Richard Martin Stern (March 17, 1915 in Fresno, California – October 31, 2001 in Santa Fe, New Mexico) was an American novelist. Stern began his writing career in the 1950s with mystery tales of private investigators, winning a 1959 Edgar Award for Best First Novel, for The Bright Road to Fear.

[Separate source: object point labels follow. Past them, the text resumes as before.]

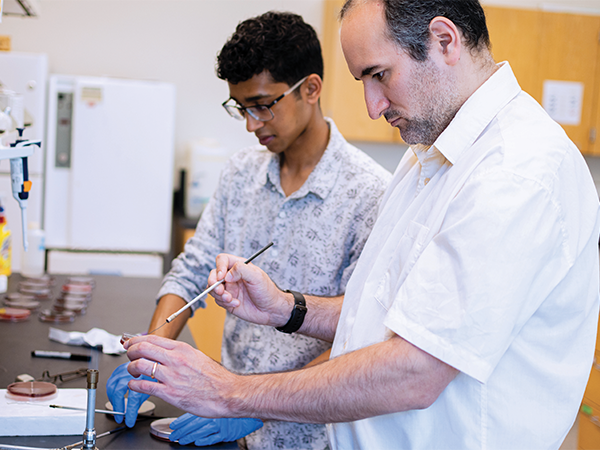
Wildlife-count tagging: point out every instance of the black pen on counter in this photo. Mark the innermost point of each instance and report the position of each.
(60, 355)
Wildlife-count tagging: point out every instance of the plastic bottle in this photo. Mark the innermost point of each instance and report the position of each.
(5, 247)
(34, 259)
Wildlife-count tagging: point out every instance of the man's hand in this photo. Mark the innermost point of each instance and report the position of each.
(186, 377)
(249, 293)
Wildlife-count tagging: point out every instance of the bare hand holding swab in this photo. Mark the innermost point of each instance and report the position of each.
(207, 291)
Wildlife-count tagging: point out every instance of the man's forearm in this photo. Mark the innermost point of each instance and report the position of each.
(383, 378)
(167, 305)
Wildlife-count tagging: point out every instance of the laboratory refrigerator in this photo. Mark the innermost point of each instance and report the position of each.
(108, 175)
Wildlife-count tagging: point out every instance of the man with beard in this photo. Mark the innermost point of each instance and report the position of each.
(470, 319)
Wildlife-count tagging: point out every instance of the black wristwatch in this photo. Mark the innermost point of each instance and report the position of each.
(298, 313)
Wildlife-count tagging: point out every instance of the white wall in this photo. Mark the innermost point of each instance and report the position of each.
(175, 41)
(167, 40)
(575, 6)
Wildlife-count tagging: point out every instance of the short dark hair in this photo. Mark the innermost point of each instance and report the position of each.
(279, 42)
(408, 22)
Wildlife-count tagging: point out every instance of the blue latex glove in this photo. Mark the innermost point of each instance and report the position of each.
(116, 388)
(189, 428)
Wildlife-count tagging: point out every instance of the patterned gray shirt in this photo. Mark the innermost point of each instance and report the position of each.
(318, 233)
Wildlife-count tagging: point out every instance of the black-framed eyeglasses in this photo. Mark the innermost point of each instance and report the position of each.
(262, 113)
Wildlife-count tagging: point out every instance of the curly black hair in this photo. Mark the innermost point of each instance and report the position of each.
(279, 42)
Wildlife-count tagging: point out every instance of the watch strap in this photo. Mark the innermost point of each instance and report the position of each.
(298, 313)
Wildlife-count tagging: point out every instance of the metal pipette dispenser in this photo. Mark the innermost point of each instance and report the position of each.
(89, 435)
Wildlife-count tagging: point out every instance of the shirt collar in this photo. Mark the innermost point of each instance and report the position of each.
(477, 113)
(323, 177)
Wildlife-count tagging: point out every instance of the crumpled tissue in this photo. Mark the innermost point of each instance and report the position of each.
(96, 337)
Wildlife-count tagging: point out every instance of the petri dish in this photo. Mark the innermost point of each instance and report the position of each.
(49, 315)
(14, 314)
(159, 429)
(21, 301)
(82, 280)
(77, 308)
(45, 280)
(77, 289)
(31, 391)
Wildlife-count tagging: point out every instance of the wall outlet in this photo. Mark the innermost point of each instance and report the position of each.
(5, 43)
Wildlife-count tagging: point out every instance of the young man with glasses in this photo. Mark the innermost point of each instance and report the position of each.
(309, 192)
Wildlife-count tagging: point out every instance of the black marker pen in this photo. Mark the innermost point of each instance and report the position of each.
(60, 355)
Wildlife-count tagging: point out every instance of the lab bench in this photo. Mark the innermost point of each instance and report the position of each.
(118, 305)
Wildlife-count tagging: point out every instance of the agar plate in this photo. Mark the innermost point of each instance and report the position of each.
(159, 429)
(23, 303)
(146, 408)
(48, 315)
(31, 391)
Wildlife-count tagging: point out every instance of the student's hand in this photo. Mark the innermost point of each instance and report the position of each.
(249, 293)
(117, 387)
(189, 428)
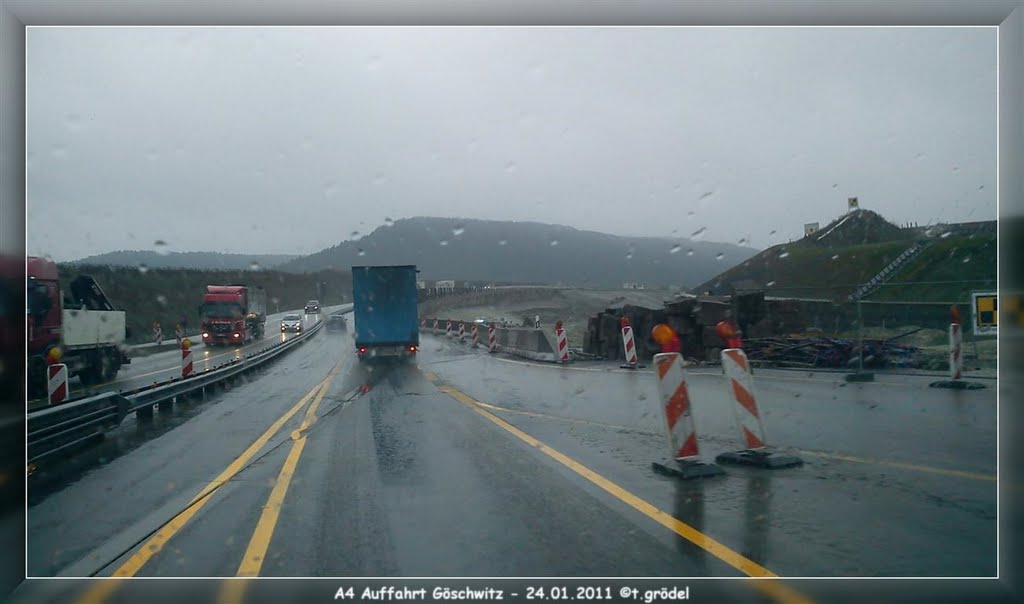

He was most notable for his 1973 novel The Tower, in which a fire engulfs a new metal-and-glass frame skyrise. Stern was inspired to write the novel by the construction of the World Trade Center in New York City. Warner Brothers bought the rights to the novel shortly after its publication for roughly $400,000, and Stern's book, in combination with the novel The Glass Inferno by Thomas N. Scortia and Frank M. Robinson, was the basis for the movie The Towering Inferno, directed by Irwin Allen and John Guillermin and featuring an all-star cast. With an fourteen million dollar budget, the film went on to earn over a hundred million at the American box office.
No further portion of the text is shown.